Building AIs to Learn to Move
One of my dreams from a young age is imagining the robotic world of the future. For some it might feel that the fabled future of the robotic revolution never really arrived. People were predicting that we would have robots serving us everywhere by now, however the robot revolution has taken a very different form. Factories, supply chains filled with automated ultra precise equipment programmed down to every single action to efficiently reproduce the exact same behaviour over and over without pause and without thought. These robots are dumb. In fact, they are kept in cages to keep humans safe because they hardly react to their environment. Where are the smart robots at?
Dr. Andrew Ng (a professor at Stanford) gave a talk that showed the performance of existing robots on challenging tasks. They show their robot manipulating household items, stacking lego blocks, pouring a glass of water. It looks like a very promising robot but in reality it was all under the remote control direction of a student with a joystick. The message was fairly clear for me. A lot of the hardware is already at a decent level (although there are certainly exciting directions for it to improve), it is the software that is severely lagging behind.
Still to this day personal and real world robots are mostly confined to research labs. Part of this is attributable to the price tag associated with these robotic devices, but there is another reason. Until very recently, these robots failed in the real world. If you haven’t seen videos of humanoids attempting to navigate the ‘real world’ in the DARPA robotics challenge, go and watch one right now.
There are some good moments where they work too but in all cases these robots seem disappointingly slow and require large processing computers and lots of thinking time to accomplish seemingly mundane tasks such as opening doors and stepping off vehicles.
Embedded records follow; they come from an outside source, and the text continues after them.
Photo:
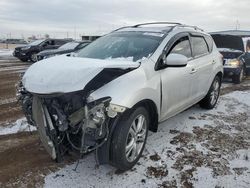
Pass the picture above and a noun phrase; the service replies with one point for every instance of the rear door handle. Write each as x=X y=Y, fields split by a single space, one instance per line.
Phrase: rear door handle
x=193 y=71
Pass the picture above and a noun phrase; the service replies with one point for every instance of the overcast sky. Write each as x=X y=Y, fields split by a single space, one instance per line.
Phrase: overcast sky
x=61 y=18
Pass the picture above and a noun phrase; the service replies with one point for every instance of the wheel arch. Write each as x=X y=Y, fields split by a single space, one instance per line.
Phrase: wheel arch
x=152 y=112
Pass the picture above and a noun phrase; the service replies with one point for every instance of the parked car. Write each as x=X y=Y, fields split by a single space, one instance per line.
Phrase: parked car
x=15 y=41
x=232 y=47
x=29 y=51
x=119 y=87
x=64 y=49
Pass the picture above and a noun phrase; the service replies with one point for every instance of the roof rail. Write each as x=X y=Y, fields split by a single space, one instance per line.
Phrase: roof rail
x=175 y=25
x=155 y=23
x=189 y=26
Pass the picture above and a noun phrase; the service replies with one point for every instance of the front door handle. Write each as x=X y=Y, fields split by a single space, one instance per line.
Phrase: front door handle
x=193 y=71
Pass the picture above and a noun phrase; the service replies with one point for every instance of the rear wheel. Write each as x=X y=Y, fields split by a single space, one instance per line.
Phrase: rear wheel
x=237 y=79
x=212 y=96
x=129 y=139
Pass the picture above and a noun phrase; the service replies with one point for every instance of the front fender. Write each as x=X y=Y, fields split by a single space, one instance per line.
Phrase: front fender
x=131 y=88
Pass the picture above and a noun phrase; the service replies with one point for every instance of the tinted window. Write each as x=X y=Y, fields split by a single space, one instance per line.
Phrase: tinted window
x=210 y=42
x=182 y=46
x=199 y=46
x=123 y=45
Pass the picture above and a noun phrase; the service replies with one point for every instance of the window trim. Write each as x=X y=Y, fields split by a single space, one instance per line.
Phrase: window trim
x=168 y=46
x=201 y=36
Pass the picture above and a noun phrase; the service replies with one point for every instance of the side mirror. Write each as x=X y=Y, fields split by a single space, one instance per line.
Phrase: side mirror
x=176 y=60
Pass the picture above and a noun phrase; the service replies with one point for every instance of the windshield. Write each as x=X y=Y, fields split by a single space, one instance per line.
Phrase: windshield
x=36 y=42
x=123 y=45
x=69 y=45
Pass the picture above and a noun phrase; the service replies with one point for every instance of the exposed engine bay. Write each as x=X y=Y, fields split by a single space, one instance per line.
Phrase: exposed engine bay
x=72 y=121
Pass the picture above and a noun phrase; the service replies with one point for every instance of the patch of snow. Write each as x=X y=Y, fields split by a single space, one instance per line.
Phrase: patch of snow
x=20 y=125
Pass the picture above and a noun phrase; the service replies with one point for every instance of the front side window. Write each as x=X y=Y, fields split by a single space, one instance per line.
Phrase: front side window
x=199 y=46
x=182 y=46
x=130 y=45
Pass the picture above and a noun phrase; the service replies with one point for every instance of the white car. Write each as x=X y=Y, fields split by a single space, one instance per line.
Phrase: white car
x=119 y=87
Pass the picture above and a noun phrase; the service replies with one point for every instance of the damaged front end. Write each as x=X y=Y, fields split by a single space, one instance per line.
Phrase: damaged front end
x=69 y=122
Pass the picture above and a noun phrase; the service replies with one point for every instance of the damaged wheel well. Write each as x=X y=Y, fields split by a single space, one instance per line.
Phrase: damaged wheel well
x=152 y=112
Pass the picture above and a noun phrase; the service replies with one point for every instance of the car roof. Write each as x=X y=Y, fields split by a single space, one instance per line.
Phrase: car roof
x=161 y=27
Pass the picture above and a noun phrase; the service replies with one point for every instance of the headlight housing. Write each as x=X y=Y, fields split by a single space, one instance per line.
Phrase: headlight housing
x=233 y=63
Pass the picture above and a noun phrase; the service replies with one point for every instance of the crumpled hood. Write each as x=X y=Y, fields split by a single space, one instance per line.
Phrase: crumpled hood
x=62 y=74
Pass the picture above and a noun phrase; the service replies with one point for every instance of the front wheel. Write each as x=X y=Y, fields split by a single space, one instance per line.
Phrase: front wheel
x=212 y=96
x=129 y=139
x=237 y=79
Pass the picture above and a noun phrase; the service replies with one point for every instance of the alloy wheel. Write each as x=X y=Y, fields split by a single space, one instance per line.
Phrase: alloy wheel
x=136 y=138
x=215 y=92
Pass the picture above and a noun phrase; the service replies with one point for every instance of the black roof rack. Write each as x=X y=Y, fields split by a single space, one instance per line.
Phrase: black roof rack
x=156 y=23
x=175 y=25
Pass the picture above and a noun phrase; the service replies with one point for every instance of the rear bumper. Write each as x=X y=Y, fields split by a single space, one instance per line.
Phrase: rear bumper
x=20 y=55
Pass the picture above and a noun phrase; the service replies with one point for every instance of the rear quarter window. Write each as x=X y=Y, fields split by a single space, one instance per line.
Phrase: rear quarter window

Clearly the controllers we design that work well in controlled lab environments where we can remove all factors of variation are not going to scale well to the reality of the outside world with all its visual and physical noise.
Additionally hand crafting controllers that can work well for one task might not translate well to other tasks. One might spend significant effort and time in developing a controller that would allow a robot to pour a glass of water but this effort would have to be repeated in large part in order to develop controllers that can say open a door or walk up the stairs. The space of real world scenarios is far too plentiful for us to be able to hand design controllers for every single case.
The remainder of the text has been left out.